117 min | R | June 16, 2021 | Lionsgate
Michael Bryce gets pulled out of forced retirement to babysit a hitman and his even louder wife across Europe. A vain billionaire wants to torch the continent’s power grid, and Interpol thinks these three are the answer. The plot is just an excuse to point cameras at people screaming.
Michael Bryce loses his bodyguard license and gets dragged back into the field by Darius Kincaid and his wife Sonia. A Greek billionaire plots to crash the European power grid out of nationalist grievance. Interpol needs the trio to stop him. The film is a chase comedy that mistakes volume for energy and treats every scene as a chance to scream a profanity. Underneath the running and shooting, it is about three people who hate each other being forced to cooperate, and it never finds a reason to make the audience care.
Ryan Reynolds plays Bryce as a wound-up neurotic on a forced sabbatical, narrating his own breakdown through therapy voiceover that runs the joke into the ground. Samuel L. Jackson plays Darius Kincaid as a man who solves every problem by shooting it and every conversation by insulting it. Salma Hayek plays Sonia as the loudest person in any room, and the script gives her one volume setting. The three actors have real timing, and they spend the movie talking over each other so the punchlines collide. Antonio Banderas plays Aristotle Papadopolous, the villain, as a preening aesthete who poses more than he schemes. Morgan Freeman turns up late as Senior and delivers his lines like he wandered in from a better film.

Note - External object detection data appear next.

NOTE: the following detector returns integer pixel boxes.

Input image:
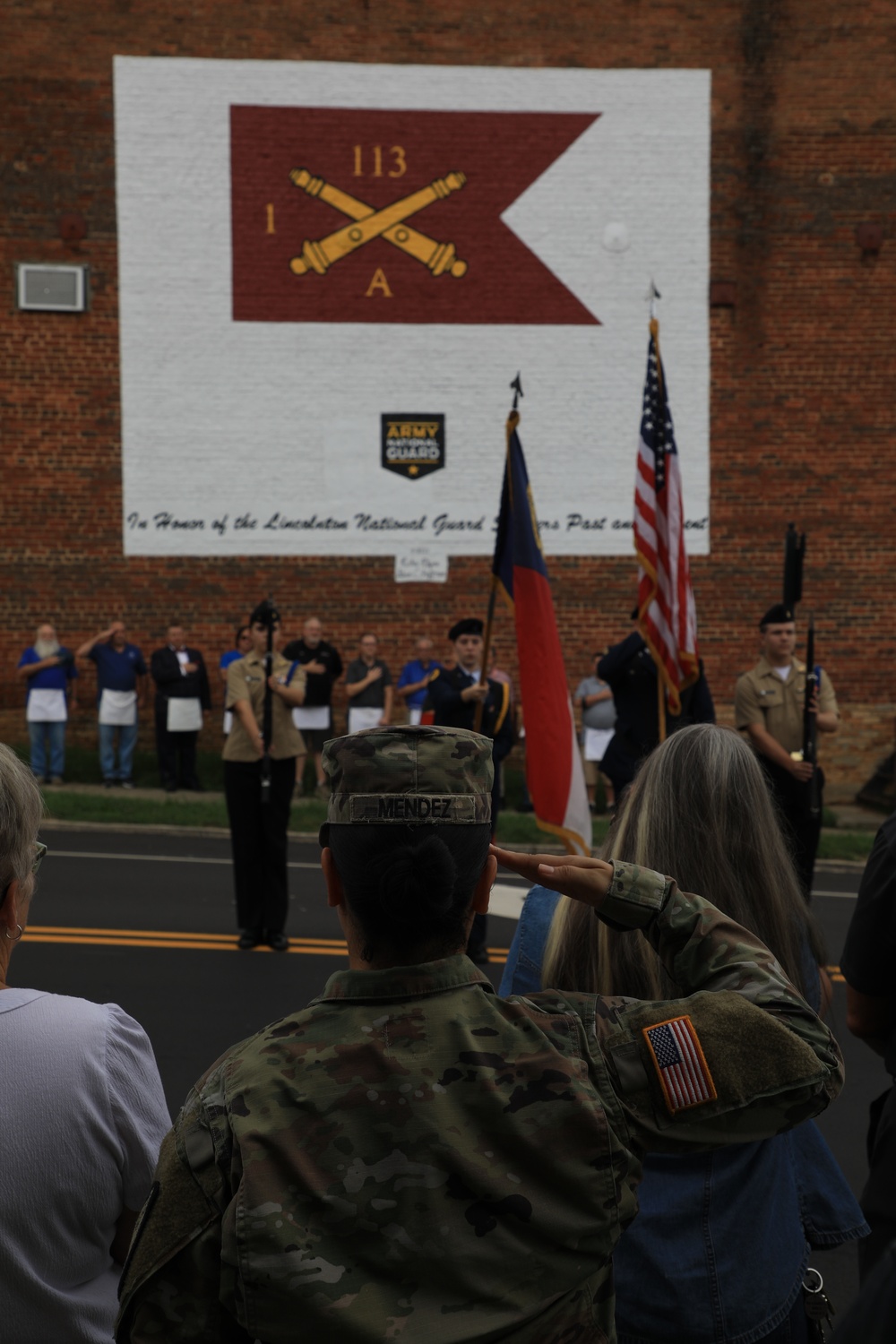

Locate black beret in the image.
[248,599,280,625]
[759,602,794,631]
[449,616,485,644]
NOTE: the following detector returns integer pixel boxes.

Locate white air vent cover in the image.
[16,263,87,314]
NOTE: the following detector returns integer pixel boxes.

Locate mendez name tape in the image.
[348,793,487,825]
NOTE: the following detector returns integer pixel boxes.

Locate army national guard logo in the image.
[114,62,712,556]
[380,416,444,481]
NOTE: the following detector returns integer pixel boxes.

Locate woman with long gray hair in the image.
[500,725,868,1344]
[0,745,169,1344]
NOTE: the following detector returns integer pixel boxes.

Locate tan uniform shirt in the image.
[224,653,305,761]
[735,658,839,753]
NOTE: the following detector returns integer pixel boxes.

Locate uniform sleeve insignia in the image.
[642,1018,718,1116]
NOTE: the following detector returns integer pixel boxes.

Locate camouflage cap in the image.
[323,726,495,825]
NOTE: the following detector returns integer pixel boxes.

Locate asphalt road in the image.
[11,825,887,1314]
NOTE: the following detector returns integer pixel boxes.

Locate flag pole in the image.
[649,288,667,742]
[473,574,498,733]
[473,374,524,733]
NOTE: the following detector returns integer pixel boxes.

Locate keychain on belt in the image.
[802,1265,834,1344]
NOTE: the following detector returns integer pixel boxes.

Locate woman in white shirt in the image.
[0,745,169,1344]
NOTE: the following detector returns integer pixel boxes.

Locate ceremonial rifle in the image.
[804,615,821,817]
[782,523,806,613]
[254,597,280,804]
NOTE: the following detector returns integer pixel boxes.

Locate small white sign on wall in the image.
[395,546,449,583]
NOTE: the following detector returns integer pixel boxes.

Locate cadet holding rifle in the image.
[735,602,840,900]
[224,602,305,952]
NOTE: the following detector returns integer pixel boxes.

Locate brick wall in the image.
[0,0,896,788]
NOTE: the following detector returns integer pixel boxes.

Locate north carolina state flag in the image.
[229,105,598,327]
[492,411,591,855]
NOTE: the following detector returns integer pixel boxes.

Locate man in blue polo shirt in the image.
[75,621,146,789]
[395,636,442,723]
[16,623,78,784]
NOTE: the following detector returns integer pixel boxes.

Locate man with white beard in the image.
[16,623,78,784]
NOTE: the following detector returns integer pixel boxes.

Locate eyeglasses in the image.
[0,840,48,906]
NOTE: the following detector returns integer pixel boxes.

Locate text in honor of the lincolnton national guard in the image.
[114,56,711,556]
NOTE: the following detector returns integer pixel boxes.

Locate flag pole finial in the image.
[645,276,662,322]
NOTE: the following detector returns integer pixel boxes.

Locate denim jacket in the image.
[498,887,869,1344]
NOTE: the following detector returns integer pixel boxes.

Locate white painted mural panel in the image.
[116,58,710,556]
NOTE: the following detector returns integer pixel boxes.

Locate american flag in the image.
[634,320,700,714]
[643,1018,716,1115]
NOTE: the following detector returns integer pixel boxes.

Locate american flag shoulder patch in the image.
[642,1018,719,1116]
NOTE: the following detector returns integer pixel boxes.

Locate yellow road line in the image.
[27,925,508,965]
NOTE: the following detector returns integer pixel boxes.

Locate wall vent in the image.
[16,263,89,314]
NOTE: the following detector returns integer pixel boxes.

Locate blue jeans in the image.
[28,720,65,780]
[99,723,137,780]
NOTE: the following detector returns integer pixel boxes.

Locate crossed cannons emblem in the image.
[289,168,466,280]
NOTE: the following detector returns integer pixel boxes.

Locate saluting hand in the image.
[490,844,613,910]
[461,682,489,702]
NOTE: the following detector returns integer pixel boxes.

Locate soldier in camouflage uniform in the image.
[116,728,842,1344]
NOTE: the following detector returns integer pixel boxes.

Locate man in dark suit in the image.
[149,625,211,793]
[597,624,716,804]
[423,617,513,965]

Patrick Hughes directs the action with cameras that never sit still and cuts that arrive before any shot can land. The boat chase and the Italian street pursuit dissolve into geography you cannot follow. Tom O’Connor, Brandon Murphy, and Phillip Murphy build the script around a single device, which is to have characters shout obscenities at full speed until the noise reads as comedy. The editing chops the banter so tight that jokes step on their own setups. The color grading bathes the Mediterranean locations in a glossy travel-brochure sheen that flattens every frame into the same bright nothing.
The movie runs on the assumption that the cast alone carries it, and it asks them to do the work without giving them anything to work with. Bryce wants his license back. Kincaid wants to be left alone. Sonia wants a baby. None of these threads connects to the plot in a way that matters, so the film keeps cutting back to explosions to fill the gap. The result is loud and frantic and weightless. It moves fast and goes nowhere.